What are the critical G-code commands?

Every G-code command is a letter/number combo, and there are 5 main letters used in the language. Each letter corresponds to a different type of action for the machine to execute.  These are the letters you need to know::

  • M: machine action codes
  • G: motion codes
  • F: feed control
  • S: spindle speed
  • T: tool operations

Each of these letters is paired with a number to create an actual command. Here’s a list of the most common and important commands:

M commands

M commands control the machine, doing things such as starting or stopping the spindle or initiating a tool change. 

M00: program stop

M02: end of program

M03: spindle on, clockwise rotation

M04: spindle on, counter clockwise rotation

M05: spindle stop

M06: tool change

M08: flood coolant on

M09: flood coolant off

M30: end of program, rewind and reset modes

G commands

G commands prepare the machine to move in a certain way. They’re usually accompanied by coordinates so the machine knows where to move as well. There are also some G commands that are used at the beginning of the program as “safety” settings, to make sure the CNC machine is in the right mode. 

Movement commands

G0: rapid motion

Rapid motion is used to move to new coordinates to begin cutting or to move back to the tool carousel for a tool change. This command is only used when the tool is NOT in contact with your part.

G01: controlled motion

This command is used for cutting operations, when a feed rate is also specified.

G02: clockwise motion

Clockwise motion is for curved paths. This mode requires the end coordinates as well as the distance to the center point of the arc in both the X and Y directions. The I command is the X distance to the center point, and the J command is the Y distance to the center point. The starting point of the arc is the position of the machine when G2 is initiated, so you may need to first move the machine to the correct starting position. 

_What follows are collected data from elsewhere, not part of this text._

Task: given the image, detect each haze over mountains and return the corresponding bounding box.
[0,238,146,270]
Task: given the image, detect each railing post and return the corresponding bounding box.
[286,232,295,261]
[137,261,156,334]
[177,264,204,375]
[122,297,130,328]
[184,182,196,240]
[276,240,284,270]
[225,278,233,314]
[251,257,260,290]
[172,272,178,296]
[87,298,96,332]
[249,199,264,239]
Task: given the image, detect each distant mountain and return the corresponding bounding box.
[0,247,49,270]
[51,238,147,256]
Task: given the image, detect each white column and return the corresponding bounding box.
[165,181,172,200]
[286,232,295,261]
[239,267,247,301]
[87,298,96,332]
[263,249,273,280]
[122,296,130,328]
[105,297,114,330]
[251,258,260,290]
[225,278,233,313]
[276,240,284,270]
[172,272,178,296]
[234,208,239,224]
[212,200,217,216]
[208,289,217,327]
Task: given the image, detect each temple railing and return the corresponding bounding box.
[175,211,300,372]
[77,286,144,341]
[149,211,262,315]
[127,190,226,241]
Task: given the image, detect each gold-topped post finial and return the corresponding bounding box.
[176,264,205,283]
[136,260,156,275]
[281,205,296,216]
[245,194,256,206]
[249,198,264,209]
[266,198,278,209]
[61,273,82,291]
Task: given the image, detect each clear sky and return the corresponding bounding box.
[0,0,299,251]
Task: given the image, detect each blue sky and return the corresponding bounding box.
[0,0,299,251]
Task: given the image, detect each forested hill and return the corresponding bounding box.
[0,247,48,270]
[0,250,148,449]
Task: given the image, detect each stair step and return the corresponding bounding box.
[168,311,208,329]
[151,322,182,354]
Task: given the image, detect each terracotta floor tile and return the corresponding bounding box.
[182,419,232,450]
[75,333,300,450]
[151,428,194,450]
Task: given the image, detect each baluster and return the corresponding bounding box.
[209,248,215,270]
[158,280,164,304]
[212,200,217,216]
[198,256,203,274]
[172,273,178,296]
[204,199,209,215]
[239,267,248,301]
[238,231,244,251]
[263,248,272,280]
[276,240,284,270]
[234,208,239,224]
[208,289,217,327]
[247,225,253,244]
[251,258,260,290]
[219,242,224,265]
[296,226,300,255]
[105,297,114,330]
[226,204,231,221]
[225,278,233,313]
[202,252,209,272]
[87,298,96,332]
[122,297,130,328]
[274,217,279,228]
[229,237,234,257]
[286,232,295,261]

Example: G02 X10 Y7 I0 J-5

a diagram of xy coordinates
G02 prepares the machine for controlled clockwise motion

G03: counterclockwise motion

This command creates an arc between two points in the same way as G2, but in the counterclockwise direction. 

Safety Commands

G17, G18, G19: working plane

G17 sets the x/y plane as the plane to be machined. G18 sets the z/x plane, and G19 sets the y/z plane.

G20/21: units

G20 sets the units to inches, and G21 sets the units to millimeters. This HAS to match your CAD model!

G28: home position

G28 sends the machine directly to its home position. The machine will go straight there (possibly running into your part along the way). Provide an intermediate point and you can ensure the machine doesn’t crash into anything on its way home. This point can be just one coordinate, such as Z0, or fully defined, such as X0 Y0 Z0.


These commands control the mode by which the machine interprets coordinates. G90 puts the CNC machine in absolute mode, meaning it will go to the position of X10 Y10, for example, from anywhere else. Conversely, G91 tells the machine to operate in incremental, or relative mode. This means that the machine will move 10 units along the x-axis and 10 units along the y-axis for the same X10 Y10 command.

T: Tool Operations

T specifies the tool number to change to, along with an M06 (tool change) command. When you set up the CNC machine, each tool is assigned a number.

a rack of cnc machine tools ready to be loaded into the machine
These tools are ready to be loaded into a CNC machine and labeled for machining operations

S: Spindle Speed

This  sets the spindle speed to the number directly following the S. For example, S500 means 500 revolutions per minute (in typical units).

F: Feed Rate

F controls how quickly the machine moves when implementing the G movement modes to the specified coordinates. The units here depend on what you set using G20 or G21.

Most of these commands are standardized and will work on any CNC machine that uses G-code. However, some machines have their own unique commands as well, so make sure you learn your CNC machine’s particular vocabulary!

While you may not be writing the CAM program yourself, it is useful to know what commands control your CNC machine. Remember, your Haas or DMG Mori machine will do exactly what you tell it to do! Knowing G-code ensures that you’re telling it to do the right things.